Providence, RI – Un juge fédéral a statué que les récents licenciements de masse au ministère américain de la Santé et des Services sociaux étaient probablement illégaux et ont ordonné à l’administration Trump de mettre un terme à des plans pour réduire et réorganiser la main-d’œuvre de la santé du pays.
La juge de district américaine Melissa Dubose a accordé l’injonction préliminaire demandée par une coalition de procureurs généraux de 19 États et du district de Columbia dans une action en justice déposée début mai.
Dubose a déclaré que les États avaient fait preuve d’un «préjudice irréparable», des coupures et étaient susceptibles de prévaloir dans leurs affirmations selon lesquelles «l’action de HHS était à la fois arbitraire et capricieuse ainsi que contraire à la loi».
“Le pouvoir exécutif n’a pas le pouvoir d’ordonner, d’organiser ou de mettre en œuvre des modifications en gros de la structure et de la fonction des agences créées par le Congrès”, a écrit Dubose dans une ordonnance de 58 pages rendue au tribunal de district américain de Providence.
Son ordre empêche l’administration Trump de finaliser les licenciements annoncés en mars ou d’émettre d’autres licenciements.

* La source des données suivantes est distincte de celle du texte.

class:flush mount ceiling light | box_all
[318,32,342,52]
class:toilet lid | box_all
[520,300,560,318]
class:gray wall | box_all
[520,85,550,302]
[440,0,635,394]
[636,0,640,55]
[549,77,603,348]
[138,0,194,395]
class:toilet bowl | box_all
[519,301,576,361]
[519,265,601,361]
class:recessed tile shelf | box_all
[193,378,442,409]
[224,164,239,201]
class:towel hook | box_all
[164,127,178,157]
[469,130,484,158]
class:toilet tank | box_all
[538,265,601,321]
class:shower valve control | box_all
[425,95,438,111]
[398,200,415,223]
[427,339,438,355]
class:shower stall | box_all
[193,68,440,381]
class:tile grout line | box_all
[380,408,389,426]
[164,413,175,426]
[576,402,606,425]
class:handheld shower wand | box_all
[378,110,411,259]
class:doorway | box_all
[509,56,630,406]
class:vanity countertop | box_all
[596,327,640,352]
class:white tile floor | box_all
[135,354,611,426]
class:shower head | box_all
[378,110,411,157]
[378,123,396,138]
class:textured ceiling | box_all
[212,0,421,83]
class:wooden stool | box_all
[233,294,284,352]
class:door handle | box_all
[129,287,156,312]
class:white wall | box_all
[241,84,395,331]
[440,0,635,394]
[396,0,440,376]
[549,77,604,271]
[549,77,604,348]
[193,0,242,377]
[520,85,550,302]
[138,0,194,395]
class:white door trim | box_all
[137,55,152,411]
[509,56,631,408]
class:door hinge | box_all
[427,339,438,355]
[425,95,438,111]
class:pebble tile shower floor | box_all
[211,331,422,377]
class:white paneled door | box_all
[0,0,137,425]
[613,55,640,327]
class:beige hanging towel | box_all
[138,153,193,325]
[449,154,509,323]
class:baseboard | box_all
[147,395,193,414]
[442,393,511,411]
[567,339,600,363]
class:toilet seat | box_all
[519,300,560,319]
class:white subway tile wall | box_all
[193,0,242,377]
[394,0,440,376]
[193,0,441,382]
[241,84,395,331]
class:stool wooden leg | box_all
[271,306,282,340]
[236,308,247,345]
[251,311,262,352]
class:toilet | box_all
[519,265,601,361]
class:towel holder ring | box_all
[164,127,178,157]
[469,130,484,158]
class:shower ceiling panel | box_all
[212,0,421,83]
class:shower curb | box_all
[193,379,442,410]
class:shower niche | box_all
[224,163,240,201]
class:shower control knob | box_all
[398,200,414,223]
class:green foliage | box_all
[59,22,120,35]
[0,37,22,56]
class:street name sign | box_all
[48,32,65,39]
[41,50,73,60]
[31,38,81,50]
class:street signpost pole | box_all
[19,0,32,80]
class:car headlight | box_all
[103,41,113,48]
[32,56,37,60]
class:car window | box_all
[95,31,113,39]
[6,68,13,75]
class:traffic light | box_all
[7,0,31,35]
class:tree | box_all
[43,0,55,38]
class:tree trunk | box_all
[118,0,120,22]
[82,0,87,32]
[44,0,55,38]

HHS est chargé de déposer un rapport d’état d’ici le 11 juillet.
La décision s’applique aux employés licenciés dans quatre divisions différentes de HHS: les centres américains de contrôle et de prévention des maladies; le Center for Tobacco Products au sein de la Food and Drug Administration; le Bureau de Head Start au sein de l’administration pour les enfants et les familles et les employés des bureaux régionaux qui travaillent sur des questions Head Start; et le bureau du secrétaire adjoint à la planification et à l’évaluation.
Le secrétaire à la Santé, Robert F. Kennedy Jr., a éliminé plus de 10 000 employés fin mars et a consolidé 28 agences à 15. Depuis lors, des agences telles que le CDC ont annulé à plusieurs reprises les licenciements affectant des centaines d’employés, y compris dans les succursales qui surveillent le VIH, l’hépatite et d’autres maladies.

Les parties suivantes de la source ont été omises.